The income tax department is yet to issue a statement.
Income tax officials have ended their survey at the BBC offices in Delhi and Mumbai, according to the British broadcaster. The offices were searched over three days with the government suggesting that the move was linked to an alleged violation of transfer pricing rules and diversion of profits.
The search came weeks after the government banned a two-part BBC documentary tracing Prime Minister Narendra Modi’s rise following the 2002 Gujarat riots.
“The Income Tax Authorities have left our offices in Delhi and Mumbai. We will continue to cooperate with the authorities and hope matters are resolved as soon as possible. We are supporting staff – some of whom have faced lengthy questioning or been required to stay overnight – and their welfare is our priority. Our output is back to normal and we remain committed to serving our audiences in India and beyond,” BBC’s press team tweeted on Thursday.
“The BBC is a trusted, independent media organisation and we stand by our colleagues and journalists who will continue to report without fear or favour.”
BBC India earlier asked its staff not to delete any file from their digital devices until the “survey” is complete, a source earlier told Newslaundry. “If we delete anything from our devices, it might give the authorities a handle to unnecessarily harass us. To prevent this, the message was conveyed by BBC to its staff,” a source at the Delhi office had said.
Journalists’ phones or their data copies were not taken away, the source confirmed. “Only the accounts section’s digital data has been copied.”
The tax team stayed overnight on the first two days and slept on mattresses brought from outside.
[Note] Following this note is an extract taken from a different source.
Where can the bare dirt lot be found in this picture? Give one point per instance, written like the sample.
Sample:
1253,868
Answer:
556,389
I-T officials also took a little break, stepping out of the office for a cup of tea and snacks on Wednesday afternoon, the source said. They have been ordering food online for lunch and dinner.
While the income tax department is yet to issue a statement on the survey, a large section of the foreign media has pointed to “signs” of “retaliatory action” and “baseless” claims by pro-government media ahead of the search. Several reports mentioned eroding press freedoms, crackdown on dissent and the new “evidence” in the controversial BBC documentary.